ST. PETERSBURG — Even with the division lead dwindling, even then, he was the pitcher worth trusting. Even with the most important game of the year on the line, especially then, he was the player who carried the hope.
After all, Scott Kazmir is supposed to be the ace, isn't he? He has been on a roll, hasn't he? He is the guy with the live arm, the guy with the great stuff, the guy with the brilliant future.
In a game of this magnitude, in a showdown for first place against the vaunted Boston Red Sox, who else would you want on the mound?
And then, suddenly and savagely, it was over.
Kaz was crushed. Kaz was clobbered. Kaz was clubbed.
The disappointment wasn't simply that Kazmir lost a crucial game Monday night. It was the merciless, relentless nature of it. The Red Sox bullied Kazmir as if he were a high school pitcher throwing batting practice.
It was over before the popcorn was ready. It was over before the fans could remind each other how big the game was. It was over by the time Lightning coach Barry Melrose reached the grandstand; come to think of it, the Rays would have been better off if they had left Melrose in the game.
This was Kazmir? This was an ace?
Or was it?
From the way Kazmir talked, that might not have been him at all. If someone finds one of the four home run balls he surrendered, perhaps they can check it for fingerprints.
"I really feel like that wasn't me, that wasn't my game out there," Kazmir said. "Even in the bullpen, I wasn't hitting my spots. I didn't feel comfortable with my body. It wasn't responding to me."
Kazmir said that he felt "jetlagged" and "flat" and "out of synch."
Just a guess, but given the importance of the game, perhaps you would have preferred "dominant" or "overpowering" or "victorious."
Instead, Kazmir struggled to get the ball over the plate, and when he did, it was a battle to keep it inside the park. And if you could argue that this was the biggest game in the history of the franchise, then it was also the biggest letdown.
How bad was it?
• Kazmir's first pitch flew wildly to the screen. The technical term for it is "a warning shot."
• It took Kazmir 10 pitches to throw his first strike. On the 11th, David Ortiz became the first left-handed batter to hit a home run off Kazmir in more than a year.
• Kazmir recorded nine outs. He also gave up nine earned runs.
• For the first time as a pro, Kazmir allowed four home runs.
• Kazmir gave up five earned runs in the month of May. He also gave up five earned runs in the fourth inning.
• In a third of a game, Kazmir surrendered six hits, four home runs, four walks, a hit batter and failed to cover first base. When he is 90 years old, if he wakes up screaming in the night, this will be the pitching line that will cause it.
"I really expected more out of Kaz tonight," Rays manager Joe Maddon said. "His command wasn't very good, and when he threw it over the plate, they hit it very hard and far."
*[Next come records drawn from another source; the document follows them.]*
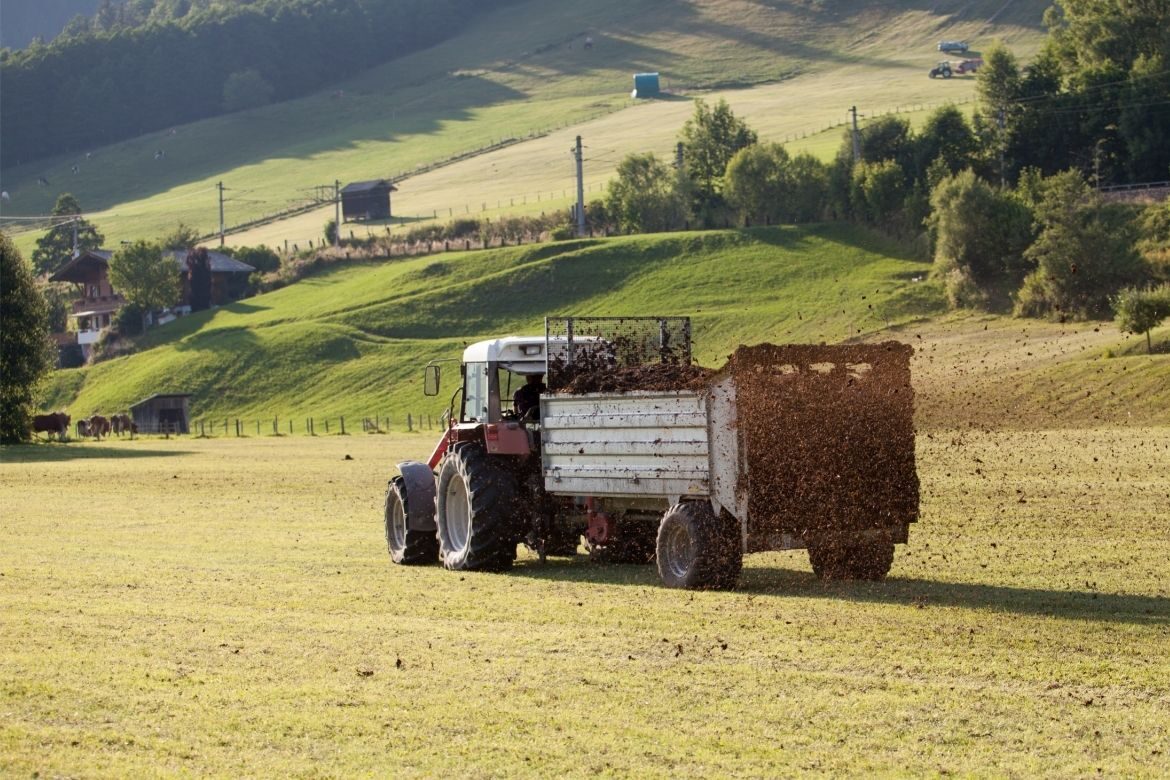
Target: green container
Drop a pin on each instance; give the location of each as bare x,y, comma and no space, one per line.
646,85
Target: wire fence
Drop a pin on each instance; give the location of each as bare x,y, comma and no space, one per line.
231,427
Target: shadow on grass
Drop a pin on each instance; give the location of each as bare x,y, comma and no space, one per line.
915,593
55,453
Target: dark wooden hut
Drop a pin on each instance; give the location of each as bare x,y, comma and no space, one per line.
366,200
163,413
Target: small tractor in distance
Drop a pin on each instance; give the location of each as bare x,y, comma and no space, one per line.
797,447
942,70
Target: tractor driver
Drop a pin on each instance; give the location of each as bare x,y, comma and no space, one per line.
528,397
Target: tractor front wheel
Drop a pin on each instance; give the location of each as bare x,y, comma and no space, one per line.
406,546
699,550
475,512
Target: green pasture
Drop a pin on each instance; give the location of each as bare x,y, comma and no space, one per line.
225,607
351,342
792,73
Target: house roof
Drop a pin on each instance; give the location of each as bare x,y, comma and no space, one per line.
158,395
358,187
75,269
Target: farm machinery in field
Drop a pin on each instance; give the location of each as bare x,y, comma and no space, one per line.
651,458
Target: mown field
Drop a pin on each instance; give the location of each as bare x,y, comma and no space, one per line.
226,608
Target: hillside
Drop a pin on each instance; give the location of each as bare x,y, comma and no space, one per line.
791,69
352,340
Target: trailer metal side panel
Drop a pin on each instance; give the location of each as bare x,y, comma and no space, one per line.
641,443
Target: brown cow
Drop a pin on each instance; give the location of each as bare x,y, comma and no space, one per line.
98,426
56,423
122,423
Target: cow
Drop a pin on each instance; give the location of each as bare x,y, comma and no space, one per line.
56,423
98,426
121,423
In the end, the lasting image of Kazmir's night was as he stood on the mound, looking up at the C-ring of the catwalks for a baseball that Jason Bay had lost up there.
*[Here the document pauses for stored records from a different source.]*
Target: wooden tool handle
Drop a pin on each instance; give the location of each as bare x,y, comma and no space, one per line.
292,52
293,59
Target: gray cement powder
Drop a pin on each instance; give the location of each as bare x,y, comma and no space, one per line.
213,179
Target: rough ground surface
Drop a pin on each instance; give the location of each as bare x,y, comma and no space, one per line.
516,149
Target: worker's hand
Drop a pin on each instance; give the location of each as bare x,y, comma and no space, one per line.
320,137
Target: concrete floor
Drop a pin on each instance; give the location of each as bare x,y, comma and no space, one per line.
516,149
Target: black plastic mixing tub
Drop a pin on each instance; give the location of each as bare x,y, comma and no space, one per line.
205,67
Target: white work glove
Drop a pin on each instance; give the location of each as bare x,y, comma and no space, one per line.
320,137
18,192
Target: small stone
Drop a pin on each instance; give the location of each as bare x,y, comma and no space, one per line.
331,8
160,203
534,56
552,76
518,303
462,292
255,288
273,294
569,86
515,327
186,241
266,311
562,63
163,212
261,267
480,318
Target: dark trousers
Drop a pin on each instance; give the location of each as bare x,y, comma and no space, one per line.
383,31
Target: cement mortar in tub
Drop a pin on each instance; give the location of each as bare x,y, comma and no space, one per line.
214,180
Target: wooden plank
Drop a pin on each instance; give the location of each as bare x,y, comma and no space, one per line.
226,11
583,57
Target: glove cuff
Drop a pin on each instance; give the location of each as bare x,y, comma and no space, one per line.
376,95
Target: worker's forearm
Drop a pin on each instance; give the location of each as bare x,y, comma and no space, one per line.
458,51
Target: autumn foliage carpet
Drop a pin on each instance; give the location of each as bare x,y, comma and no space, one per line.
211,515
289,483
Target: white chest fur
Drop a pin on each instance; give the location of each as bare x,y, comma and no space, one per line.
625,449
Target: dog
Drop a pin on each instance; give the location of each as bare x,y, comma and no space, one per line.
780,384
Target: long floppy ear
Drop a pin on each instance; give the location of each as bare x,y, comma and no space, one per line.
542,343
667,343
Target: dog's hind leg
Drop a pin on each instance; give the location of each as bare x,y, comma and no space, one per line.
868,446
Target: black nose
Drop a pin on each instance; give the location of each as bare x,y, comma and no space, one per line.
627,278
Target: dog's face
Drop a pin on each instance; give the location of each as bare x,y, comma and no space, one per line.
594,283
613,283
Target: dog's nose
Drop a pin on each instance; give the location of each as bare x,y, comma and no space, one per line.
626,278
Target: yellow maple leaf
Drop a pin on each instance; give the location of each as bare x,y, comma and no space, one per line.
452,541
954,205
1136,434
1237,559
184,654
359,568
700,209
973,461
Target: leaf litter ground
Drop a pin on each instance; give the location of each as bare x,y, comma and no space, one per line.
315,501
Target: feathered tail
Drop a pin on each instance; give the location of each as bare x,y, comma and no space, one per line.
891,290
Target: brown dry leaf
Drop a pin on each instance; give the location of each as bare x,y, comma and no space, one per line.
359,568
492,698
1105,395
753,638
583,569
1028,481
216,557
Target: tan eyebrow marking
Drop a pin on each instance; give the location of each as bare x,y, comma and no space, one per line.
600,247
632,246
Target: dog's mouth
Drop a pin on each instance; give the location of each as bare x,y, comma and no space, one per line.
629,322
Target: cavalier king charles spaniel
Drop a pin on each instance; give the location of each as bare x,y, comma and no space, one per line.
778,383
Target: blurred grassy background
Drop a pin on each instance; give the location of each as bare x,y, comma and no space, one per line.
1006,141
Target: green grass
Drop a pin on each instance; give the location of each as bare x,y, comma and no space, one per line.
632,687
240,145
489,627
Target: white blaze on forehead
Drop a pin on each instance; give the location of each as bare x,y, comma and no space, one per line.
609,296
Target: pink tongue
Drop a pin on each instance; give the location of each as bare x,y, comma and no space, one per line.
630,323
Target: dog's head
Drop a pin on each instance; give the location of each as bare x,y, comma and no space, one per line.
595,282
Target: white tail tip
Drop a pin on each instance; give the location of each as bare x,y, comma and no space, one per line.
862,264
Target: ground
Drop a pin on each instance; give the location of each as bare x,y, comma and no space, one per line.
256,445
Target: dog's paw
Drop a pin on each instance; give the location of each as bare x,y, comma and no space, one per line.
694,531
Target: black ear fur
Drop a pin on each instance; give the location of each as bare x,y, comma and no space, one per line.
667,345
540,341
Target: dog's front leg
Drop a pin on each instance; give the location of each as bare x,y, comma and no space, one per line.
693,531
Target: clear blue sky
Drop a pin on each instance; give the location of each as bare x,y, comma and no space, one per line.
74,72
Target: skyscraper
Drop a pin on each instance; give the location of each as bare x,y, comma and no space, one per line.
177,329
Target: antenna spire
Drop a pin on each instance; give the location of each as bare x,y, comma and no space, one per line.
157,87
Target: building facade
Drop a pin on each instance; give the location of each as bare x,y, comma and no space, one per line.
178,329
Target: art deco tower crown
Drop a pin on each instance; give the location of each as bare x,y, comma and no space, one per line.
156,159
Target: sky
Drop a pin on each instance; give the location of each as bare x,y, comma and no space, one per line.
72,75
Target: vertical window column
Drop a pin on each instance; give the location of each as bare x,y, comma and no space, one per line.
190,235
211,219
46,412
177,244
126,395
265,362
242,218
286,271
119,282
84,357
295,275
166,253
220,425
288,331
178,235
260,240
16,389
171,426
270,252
Frankly, if the Rays don't start playing better quickly, that may be the viewpoint of the entire team.
As it is, the Rays are in a virtual tie for the AL East lead. True, they are still percentage points ahead of the Red Sox, but does it feel like a lead to anyone else? Not when you consider the team's three-game losing streak in which they have allowed 27 runs. Not when you consider that the Rays led the Red Sox by 5½ games on Sept. 1.
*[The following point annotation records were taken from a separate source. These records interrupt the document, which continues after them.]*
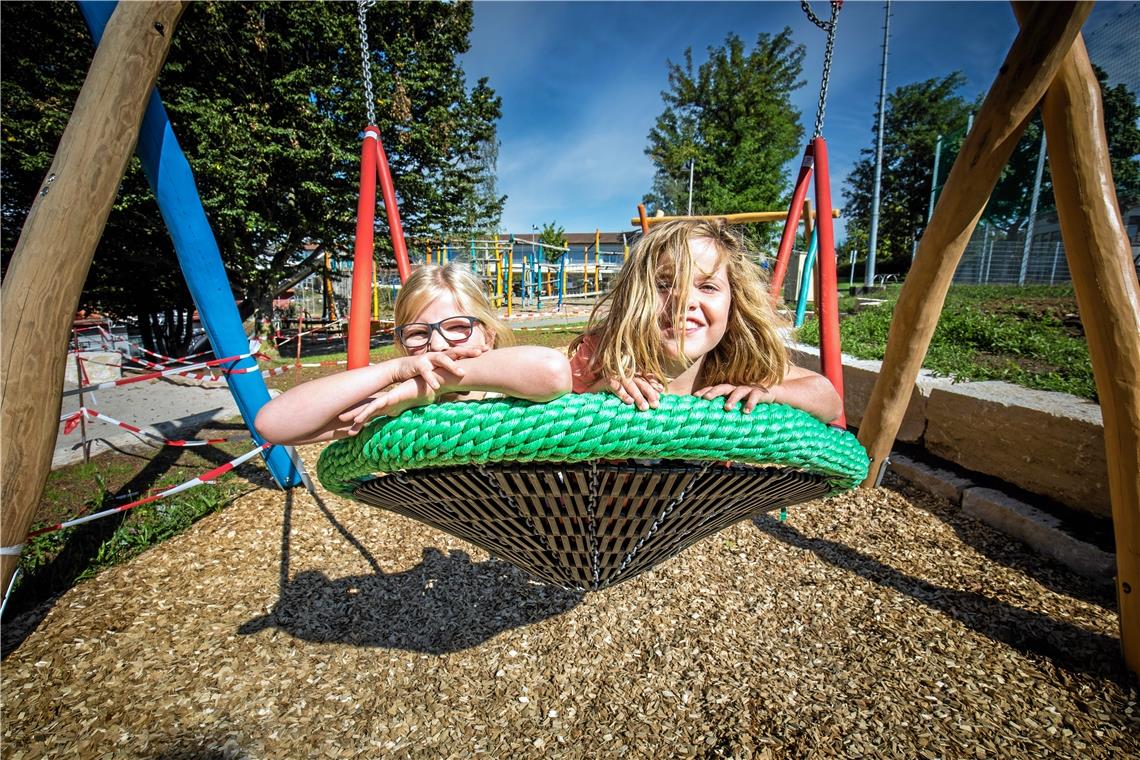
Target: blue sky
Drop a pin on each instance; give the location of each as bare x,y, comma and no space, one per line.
580,84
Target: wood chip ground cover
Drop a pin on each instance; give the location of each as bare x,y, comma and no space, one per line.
874,624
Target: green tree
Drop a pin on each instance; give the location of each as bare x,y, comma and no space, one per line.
268,105
1122,128
734,120
915,115
555,235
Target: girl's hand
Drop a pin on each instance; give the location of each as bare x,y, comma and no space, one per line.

Kazmir was the pitcher who was supposed to stop these kinds of streaks, remember?
Oh, Kazmir has had a patchy year, and he doesn't pitch deep enough into games to be considered a true ace, and no one thinks his victory total approaches his ability. Still, Kazmir had won three straight, and the Rays had won eight of his past nine starts. In his previous four starts after a loss, Kazmir had been 3-0 with a 1.44 era.
Considering that, Monday's start was especially disappointing. A big-game pitcher gives his team a chance. Kazmir didn't.
For the record, Kaz said he was not overhyped and was not overthrowing. It was, he kept saying, just an off night.
"For me, it feels like I just have to go out there and take it out on the next team I have to face," Kazmir said. "You have a chip on your shoulder and you want to go out there and erase what happened."
As of now, the Rays can't stand many more of those. There are 13 games left, and the marathon has turned into a sprint.
Funny, but you would think that a first-place tie would feel closer than this, wouldn't you?